Cádiz barroco (2007/11/20)

CÁDIZ BARROCO

A Fernando Pérez Mulet

            Sueña la Parroquia de Santa Cruz que vuelve a ser Catedral de Cádiz . Sueñan los espejos de oro que su apulgarado azogue recoge la sombra de Alfonso X pensando que quiere ser enterrado en el Non Plus Ultra, frontera del poder con lo desconocido. Duerme la Magdalena, tan dulce que parece soñar que aún es una niña y los ángeles le han traído una cuna de barco forrada de terciopelo con un querubín que tañe las mañanitas que cantaba el rey David. Ha interrumpido Santa Cecilia su concierto de clave. Sus ojos de oscura miel pudieran estar absortos en los grabados de las cuatro estaciones, o quizá molestos porque una señora anda leyendo a voces las cartelas para que su marido se entere. El busto relicario de Santa Rosalía aprovecha el viaje para soñar que llena su hermoso pecho de plata con el olor de las algas que viene del arrecife. Sueña el arcángel San Rafael que viene de pescar su pez argentino de un mar emplomado donde fulge un sol blanco sobre campo gris pastel.
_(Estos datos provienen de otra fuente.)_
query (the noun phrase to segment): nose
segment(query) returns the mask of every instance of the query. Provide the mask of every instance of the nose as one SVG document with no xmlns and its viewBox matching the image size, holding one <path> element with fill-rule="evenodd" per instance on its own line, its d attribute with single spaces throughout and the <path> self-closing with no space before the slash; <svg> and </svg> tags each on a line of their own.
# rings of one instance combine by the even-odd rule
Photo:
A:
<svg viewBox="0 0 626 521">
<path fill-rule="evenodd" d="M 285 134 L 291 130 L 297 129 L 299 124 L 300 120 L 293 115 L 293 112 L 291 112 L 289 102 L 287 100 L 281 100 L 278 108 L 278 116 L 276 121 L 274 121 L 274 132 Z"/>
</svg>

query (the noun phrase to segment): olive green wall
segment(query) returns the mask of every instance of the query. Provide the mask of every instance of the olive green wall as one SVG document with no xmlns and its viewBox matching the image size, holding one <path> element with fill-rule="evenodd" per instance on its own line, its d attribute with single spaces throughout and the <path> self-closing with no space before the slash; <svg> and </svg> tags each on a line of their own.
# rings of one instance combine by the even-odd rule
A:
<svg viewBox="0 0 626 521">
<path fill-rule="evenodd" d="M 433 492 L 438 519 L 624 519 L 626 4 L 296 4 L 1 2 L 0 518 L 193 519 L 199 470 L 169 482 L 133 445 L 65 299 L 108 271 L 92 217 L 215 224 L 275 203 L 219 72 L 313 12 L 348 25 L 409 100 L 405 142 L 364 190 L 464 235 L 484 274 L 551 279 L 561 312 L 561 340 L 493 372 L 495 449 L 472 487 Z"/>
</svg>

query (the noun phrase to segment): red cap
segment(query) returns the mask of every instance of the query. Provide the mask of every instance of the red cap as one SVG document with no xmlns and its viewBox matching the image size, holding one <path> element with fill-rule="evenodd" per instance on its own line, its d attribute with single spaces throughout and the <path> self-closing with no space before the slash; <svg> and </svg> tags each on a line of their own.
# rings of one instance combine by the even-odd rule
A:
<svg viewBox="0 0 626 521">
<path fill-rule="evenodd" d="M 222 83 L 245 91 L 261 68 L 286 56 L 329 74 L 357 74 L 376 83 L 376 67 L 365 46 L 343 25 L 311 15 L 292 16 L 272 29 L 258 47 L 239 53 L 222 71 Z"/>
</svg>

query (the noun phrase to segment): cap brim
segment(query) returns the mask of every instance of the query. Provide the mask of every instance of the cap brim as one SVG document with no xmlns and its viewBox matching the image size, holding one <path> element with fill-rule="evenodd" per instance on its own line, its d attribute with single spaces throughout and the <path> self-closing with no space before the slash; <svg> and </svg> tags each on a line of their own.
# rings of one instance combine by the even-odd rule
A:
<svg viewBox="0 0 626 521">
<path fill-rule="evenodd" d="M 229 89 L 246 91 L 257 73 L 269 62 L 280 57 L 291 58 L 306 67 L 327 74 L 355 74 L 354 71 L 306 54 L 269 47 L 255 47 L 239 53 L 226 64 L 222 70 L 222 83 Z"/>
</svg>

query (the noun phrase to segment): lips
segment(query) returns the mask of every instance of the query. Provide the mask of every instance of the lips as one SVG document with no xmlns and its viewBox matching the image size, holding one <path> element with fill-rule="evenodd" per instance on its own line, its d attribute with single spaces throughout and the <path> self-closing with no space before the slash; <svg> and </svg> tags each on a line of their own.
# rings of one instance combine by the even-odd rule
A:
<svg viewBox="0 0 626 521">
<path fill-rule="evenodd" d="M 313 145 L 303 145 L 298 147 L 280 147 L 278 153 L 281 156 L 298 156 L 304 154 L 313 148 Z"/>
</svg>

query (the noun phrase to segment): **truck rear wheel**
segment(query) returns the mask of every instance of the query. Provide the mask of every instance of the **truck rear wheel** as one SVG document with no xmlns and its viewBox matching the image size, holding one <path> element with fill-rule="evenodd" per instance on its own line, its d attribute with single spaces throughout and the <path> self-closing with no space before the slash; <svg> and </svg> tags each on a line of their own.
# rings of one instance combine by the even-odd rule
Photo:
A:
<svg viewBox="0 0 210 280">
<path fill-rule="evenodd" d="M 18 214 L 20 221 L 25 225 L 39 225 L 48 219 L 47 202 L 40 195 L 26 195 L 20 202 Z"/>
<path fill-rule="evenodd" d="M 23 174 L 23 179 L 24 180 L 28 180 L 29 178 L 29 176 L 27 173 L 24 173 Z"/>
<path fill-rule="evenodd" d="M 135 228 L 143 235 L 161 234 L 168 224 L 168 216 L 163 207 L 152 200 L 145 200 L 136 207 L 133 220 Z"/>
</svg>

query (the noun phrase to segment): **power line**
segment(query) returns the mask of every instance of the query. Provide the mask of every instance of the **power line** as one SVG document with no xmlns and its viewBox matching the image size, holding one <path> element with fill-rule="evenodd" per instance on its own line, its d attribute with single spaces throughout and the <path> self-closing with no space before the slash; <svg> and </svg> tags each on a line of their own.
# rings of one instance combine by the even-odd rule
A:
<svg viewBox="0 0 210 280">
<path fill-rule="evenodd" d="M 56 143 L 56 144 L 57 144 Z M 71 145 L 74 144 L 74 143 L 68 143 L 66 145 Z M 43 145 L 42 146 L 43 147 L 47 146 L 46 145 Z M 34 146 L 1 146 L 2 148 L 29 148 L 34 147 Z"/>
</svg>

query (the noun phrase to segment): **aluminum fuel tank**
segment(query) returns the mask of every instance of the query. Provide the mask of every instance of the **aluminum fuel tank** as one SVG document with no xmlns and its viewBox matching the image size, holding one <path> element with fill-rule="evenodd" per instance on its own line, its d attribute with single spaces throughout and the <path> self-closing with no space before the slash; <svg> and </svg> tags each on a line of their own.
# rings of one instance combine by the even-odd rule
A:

Sueña San Lorenzo, impávido en su parrilla, que ha oído algo raro (“¿Por qué no te callas, hombre? Que te calles”). Vale que a uno lo martiricen, pero esto parece falta de decoro. Sueña el zorro que está cazando un magnífico airón y que Neptuno viene a sazonárselo en un salero con forma de carroza de tallado cristal. Sueña el modesto San José que el Niño se le parece y mucho. Sueña la Inmaculada de Murillo un piropo de Gerardo Diego: “sus manos ojivales/ que daban de comer a las estrellas”. Sueña un gotoso duque de Medina las “palabras de amor, palabras” que guardaba en escritorio de marfil y carey. Sueña un grabado de la torre de Babel que ha sido Mayor Zaragoza, expresidente de la UNESCO y hoy presidente de la Fundación Cultura de Paz, el que embarcó a Zapatero en el diálogo de civilizaciones. Sueña el oro que sangra flores de coral. Y qué de genoveses anónimos, además de los que mandaron erigir el retablo, sueñan que vuelven los lejanos tiempos. Pero viene Calderón: “¿Qué es la vida? Una ilusión,/ una sombra, una ficción,/ y el mayor bien es pequeño;/ que toda la vida es sueño,/ y los sueños, sueños son”. Son muy hermosos los sueños, sí, en una ciudad que tanto necesita la ficción.